Orchestre national d'Auvergne & Roberto Forés Veses
Berg, Webern, Schreker
(Aparté) juin 2020
"J'implore ta pitié, Toi, l'unique que j'aime,
Du fond du gouffre obscur où mon cœur est tombé.
C'est un univers morne à l'horizon plombé,
Où nagent dans la nuit l'horreur et le blasphème ;
Un soleil sans chaleur plane au-dessus six mois,
Et les six autres mois la nuit couvre la terre ;
C'est un pays plus nu que la terre polaire
- Ni bêtes, ni ruisseaux, ni verdure, ni bois !
Or il n'est pas d'horreur au monde qui surpasse
La froide cruauté de ce soleil de glace
Et cette immense nuit semblable au vieux Chaos ;
Je jalouse le sort des plus vils animaux
Qui peuvent se plonger dans un sommeil stupide,
Tant l'écheveau du temps lentement se dévide !"
De profundis clamavi, Charles Baudelaire, Les fleurs du mal.
C’est dans la Vienne du début du XXème siècle, celui d’Arnold Schoenberg, Alban Berg, Anton Webern, Franz Shreker, Gustav Klimt, Egon Schiele, Oskar Kokoschka, Stefan Zweig, la Vienne capitale austro-hongroise, capitale en pleine ébullition où les arts en tant qu'expression prennent de nouvelles formes et figures que nous propose de plonger ce disque.
Au programme : la Lyrische Suite (1926) – Version orchestre à cordes de Théo Verbey (pas tant enregistrée que cela), Langsamer Satz (1905) d’Anton Webern et Intermezzo und Scherzo für Streichorchester (1900) de Franz Shreker.
Si les pièces de jeunesse de Webern entre tradition et expressions Brahmsiennes et celles de Shreker, qu’il serait grand temps de réhabiliter, prouvant déjà sa préoccupation permanente pour le genre de la suite et aux accointances "classiques", toutes deux pleines d’un néoromantisme, ne sont pas dénuées d’intérêts, nous nous plongerons plus volontiers dans l’atmosphère générale de ce disque et dans la Lyrische Suite de Berg.
La Suite lyrique fut créée à Vienne le 8 janvier 1927 par le Quatuor Kolisch et fut rapidement un succès.
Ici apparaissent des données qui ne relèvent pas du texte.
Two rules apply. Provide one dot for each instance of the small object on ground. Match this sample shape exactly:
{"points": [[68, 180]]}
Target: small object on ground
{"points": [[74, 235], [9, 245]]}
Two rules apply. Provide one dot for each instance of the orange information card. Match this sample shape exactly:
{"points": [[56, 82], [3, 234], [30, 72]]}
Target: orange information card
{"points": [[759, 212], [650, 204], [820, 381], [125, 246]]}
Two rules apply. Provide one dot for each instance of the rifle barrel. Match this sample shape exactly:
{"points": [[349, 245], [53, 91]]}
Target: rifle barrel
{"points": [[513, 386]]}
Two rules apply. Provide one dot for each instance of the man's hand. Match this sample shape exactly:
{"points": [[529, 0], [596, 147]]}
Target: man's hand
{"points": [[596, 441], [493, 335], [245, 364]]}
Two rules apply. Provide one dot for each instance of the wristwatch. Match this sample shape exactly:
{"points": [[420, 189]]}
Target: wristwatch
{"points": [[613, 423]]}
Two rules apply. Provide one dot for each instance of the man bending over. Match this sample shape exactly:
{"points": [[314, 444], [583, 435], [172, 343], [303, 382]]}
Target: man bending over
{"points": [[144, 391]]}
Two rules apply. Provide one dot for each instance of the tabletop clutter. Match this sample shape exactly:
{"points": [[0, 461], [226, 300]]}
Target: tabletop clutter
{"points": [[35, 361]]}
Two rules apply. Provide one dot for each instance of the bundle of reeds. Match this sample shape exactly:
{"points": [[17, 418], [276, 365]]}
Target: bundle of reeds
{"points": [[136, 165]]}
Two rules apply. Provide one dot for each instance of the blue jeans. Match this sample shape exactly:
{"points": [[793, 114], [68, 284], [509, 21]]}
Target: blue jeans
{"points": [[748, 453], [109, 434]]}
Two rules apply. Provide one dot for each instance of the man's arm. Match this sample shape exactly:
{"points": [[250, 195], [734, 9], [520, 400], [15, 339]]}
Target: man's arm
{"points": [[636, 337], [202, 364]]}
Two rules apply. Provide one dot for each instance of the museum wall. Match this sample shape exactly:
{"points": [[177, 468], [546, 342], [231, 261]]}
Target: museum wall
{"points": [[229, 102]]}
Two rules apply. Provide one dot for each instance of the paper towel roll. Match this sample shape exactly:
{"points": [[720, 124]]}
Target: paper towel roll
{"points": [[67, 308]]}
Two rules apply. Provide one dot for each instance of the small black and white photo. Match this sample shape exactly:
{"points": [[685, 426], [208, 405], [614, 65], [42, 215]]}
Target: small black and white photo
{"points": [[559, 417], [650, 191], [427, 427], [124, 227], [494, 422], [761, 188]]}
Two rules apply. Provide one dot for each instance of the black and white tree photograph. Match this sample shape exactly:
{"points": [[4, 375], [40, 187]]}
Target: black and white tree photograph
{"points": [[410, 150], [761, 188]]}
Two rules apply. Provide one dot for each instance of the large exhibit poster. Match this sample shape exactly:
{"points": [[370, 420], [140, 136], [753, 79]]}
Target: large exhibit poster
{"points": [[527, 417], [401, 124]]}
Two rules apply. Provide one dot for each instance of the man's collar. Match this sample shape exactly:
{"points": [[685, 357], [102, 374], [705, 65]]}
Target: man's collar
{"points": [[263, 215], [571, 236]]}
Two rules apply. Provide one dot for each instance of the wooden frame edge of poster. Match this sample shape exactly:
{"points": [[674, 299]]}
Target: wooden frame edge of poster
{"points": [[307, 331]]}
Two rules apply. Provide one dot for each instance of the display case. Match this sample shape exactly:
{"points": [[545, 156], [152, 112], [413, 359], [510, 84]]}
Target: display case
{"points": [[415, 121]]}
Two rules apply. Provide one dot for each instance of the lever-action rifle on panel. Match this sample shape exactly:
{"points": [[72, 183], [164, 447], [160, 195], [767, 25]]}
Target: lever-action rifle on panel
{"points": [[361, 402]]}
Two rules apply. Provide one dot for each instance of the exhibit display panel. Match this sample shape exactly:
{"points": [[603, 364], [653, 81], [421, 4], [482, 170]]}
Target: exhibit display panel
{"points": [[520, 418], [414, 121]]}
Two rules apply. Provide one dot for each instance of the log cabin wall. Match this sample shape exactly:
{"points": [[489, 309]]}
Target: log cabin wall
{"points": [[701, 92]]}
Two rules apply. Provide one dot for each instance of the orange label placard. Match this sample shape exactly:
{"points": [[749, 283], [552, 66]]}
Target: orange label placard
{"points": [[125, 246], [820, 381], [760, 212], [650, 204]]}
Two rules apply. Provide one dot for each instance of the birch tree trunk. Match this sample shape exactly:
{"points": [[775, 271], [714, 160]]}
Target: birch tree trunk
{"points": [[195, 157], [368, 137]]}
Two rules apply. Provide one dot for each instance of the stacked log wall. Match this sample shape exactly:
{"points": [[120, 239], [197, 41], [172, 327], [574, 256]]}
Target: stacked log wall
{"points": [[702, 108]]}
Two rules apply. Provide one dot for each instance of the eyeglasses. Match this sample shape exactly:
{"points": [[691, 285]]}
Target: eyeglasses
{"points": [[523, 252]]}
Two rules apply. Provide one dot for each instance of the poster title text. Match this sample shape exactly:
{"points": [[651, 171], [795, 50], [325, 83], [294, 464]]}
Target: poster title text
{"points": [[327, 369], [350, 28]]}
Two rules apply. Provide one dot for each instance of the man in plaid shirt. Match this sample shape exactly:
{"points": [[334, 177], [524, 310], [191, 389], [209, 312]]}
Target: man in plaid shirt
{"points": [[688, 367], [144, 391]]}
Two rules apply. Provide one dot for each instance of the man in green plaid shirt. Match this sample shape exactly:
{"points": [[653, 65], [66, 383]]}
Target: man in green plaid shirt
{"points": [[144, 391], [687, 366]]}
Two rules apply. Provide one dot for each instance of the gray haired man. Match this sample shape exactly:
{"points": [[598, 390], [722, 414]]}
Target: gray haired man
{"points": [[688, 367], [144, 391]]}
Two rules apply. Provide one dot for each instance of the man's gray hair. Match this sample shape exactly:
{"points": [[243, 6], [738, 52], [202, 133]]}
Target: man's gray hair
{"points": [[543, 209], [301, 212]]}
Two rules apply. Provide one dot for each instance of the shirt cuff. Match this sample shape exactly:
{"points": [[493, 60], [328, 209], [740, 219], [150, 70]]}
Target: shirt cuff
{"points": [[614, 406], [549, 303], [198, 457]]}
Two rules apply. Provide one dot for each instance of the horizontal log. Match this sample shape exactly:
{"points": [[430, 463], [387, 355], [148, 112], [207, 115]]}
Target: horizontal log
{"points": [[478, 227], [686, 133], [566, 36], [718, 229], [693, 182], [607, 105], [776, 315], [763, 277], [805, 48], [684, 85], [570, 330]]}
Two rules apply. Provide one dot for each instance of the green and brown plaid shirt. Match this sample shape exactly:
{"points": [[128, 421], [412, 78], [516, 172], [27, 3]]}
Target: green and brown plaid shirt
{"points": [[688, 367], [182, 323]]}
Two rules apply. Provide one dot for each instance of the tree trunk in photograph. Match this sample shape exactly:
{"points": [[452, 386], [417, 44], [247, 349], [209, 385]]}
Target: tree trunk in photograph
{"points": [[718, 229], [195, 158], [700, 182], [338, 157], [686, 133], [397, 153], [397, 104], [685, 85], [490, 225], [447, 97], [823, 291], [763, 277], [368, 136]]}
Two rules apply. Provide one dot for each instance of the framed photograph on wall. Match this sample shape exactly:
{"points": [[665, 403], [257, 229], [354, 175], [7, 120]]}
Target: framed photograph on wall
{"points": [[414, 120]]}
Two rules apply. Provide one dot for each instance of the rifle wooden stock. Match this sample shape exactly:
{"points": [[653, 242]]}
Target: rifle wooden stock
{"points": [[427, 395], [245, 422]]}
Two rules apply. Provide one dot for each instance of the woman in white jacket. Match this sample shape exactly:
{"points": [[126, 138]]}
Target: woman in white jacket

À la demande de son éditeur, Berg en fit un arrangement et une nouvelle orchestration pour orchestre à cordes des deuxième, troisième et quatrième mouvements. Le compositeur néerlandais Theo Verbey orchestra en 2006 les mouvements restants.
Theodore Adorno, un ami de Berg, a qualifié l’œuvre de "opéra latent" en disant que "la Suite a le caractère d’un accompagnement, pour ainsi dire, à un cours d’événements qui en est absent".
On retrouve dans cette pièce dodécaphonique un lyrisme presque dramatique, œuvre d’un homme torturé par l’amour. Cet amour clandestin et interdit entre Berg et Hanna Fuchs-Robbetin. Un amour au cœur du musical. On a retrouvé une partition annotée par Berg dévoilant dans le sixième mouvement une ligne vocale se répartissant entre les différents instruments. Elle suit le poème de Baudelaire De profundis clamavi. De plus le compositeur entremêle les initiales : A (la) et B (sib) pour Alban Berg et H (si) et F (Fa) pour Hanna Fuchs.